The Fifth Annual Brasil Brazil: Bloomington’s Brazilian Carnaval will begin at 9 p.m. Friday at Jake’s Nightclub. The Carnaval will have authentic Brazilian music and some aerial artists.

The Carnaval is the brainchild of School of Public and Environmental Affairs  graduate student and Brazil native Anita DeCastro. In addition to organizing the event, DeCastro also helps choreograph and dance in Brasil Brazil’s authentic samba dance company, the Flores do Samba.

DeCastro has said she has planned this event since she was a sophomore, and with her graduating, this may be the last year. The event is completely volunteer-driven, from the costumes to the music and the dancers.

“I get a ton of help from students,” DeCastro said, “This year we have three interns and we get a lot of volunteers. But I think the driving force is my craziness. I usually put in
about 500 hours.”

This was the first year the Flores do Samba had auditions, and dance majors like senior Melody Cutsinger decided to give it a try.

Cutsinger, like many of the dancers, had never tried samba and learned with DeCastro’s teaching.

“Anita is amazing,” Cutsinger said, “She runs this whole Carnaval and is still making sure she is involved in the dance portion. She is sharing her personal heritage and culture with hundreds of people at a time.”

Senior Sarah Achler, one of the co-choreographers and a former dancer in the company, shares that appreciation for DeCastro’s organizing and work in putting this on for the past five years.

“I think she’s an amazing leader,” Achler said, “It has gotten better and bigger every year.”

Achler added that after three years of working on Brasil Brazil she thinks of DeCastro as a great director and a great friend.

DeCastro prides this entire event on both its professionalism and the diversity of audience that arrives every year.

“You can find a lot of college students, a lot of the Latino community, and as far as an age range, you find people from 21-60,” DeCastro said. “That’s kind of the goal. I don’t want it to be age or background specific.”

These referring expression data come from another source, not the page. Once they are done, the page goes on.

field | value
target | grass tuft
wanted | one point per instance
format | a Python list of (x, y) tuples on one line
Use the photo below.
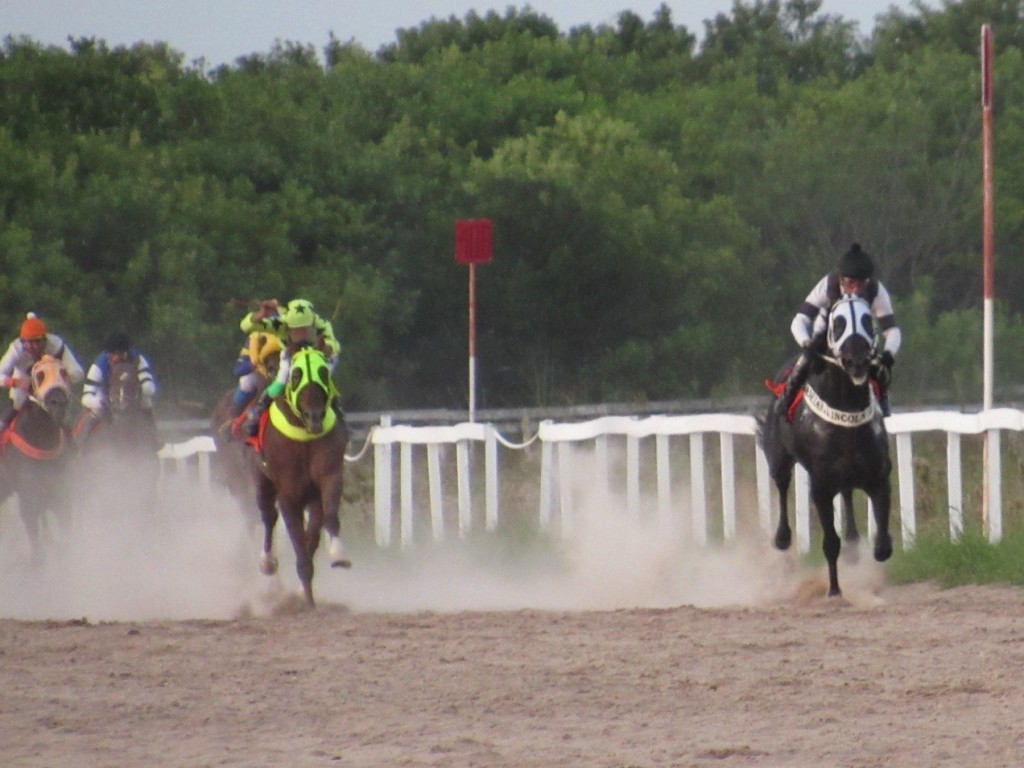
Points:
[(971, 560)]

The dancers are just one attraction. There will be musical performances by the IU Brazilian Percussion Ensemble, Indianapolis DJ Kyle Long and Latin music groups El Fuego Lento and Café Cubano.

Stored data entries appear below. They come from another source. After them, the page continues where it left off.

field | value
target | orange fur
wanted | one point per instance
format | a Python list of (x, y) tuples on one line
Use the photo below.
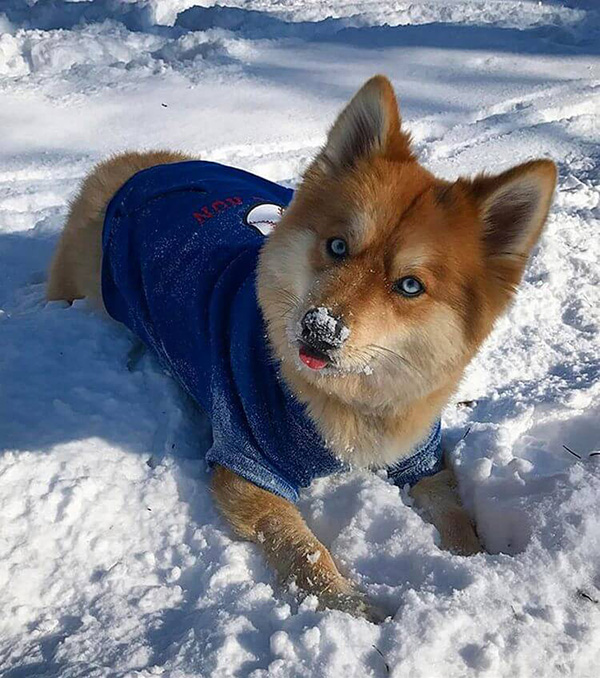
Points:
[(467, 241)]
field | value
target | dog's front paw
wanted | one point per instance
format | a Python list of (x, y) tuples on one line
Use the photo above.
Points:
[(353, 602), (458, 534)]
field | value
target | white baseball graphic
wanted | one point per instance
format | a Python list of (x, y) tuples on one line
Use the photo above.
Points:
[(264, 217)]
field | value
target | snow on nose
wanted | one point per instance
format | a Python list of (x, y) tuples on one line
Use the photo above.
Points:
[(321, 326)]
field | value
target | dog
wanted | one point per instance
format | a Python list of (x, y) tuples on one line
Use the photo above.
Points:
[(349, 326)]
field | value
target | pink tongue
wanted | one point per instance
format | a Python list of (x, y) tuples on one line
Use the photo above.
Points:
[(311, 361)]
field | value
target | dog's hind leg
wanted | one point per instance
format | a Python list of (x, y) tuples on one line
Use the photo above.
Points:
[(437, 497), (289, 545)]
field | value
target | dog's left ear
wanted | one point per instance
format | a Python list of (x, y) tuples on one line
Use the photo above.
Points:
[(513, 207), (368, 126)]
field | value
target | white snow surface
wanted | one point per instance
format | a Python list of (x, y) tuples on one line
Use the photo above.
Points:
[(113, 559)]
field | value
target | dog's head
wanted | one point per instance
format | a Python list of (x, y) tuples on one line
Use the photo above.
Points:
[(381, 281)]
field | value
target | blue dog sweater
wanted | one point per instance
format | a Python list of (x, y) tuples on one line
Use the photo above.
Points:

“We will finish the show with the boom, and then we’re going out in the crowd,” DeCastro said. “So the dancers will be in costume the entire night, encouraging everyone else to try it and showing them moves.”

Whether or not there will be more Brasil Brazil

Carnavals is unsure at this point. However DeCasto said she will try.

“I love it,” DeCastro said. “I would love to do this as a full-time job. And I think it would be interesting to see what Brasil Brazil would become if I wasn’t a full-time grad student.”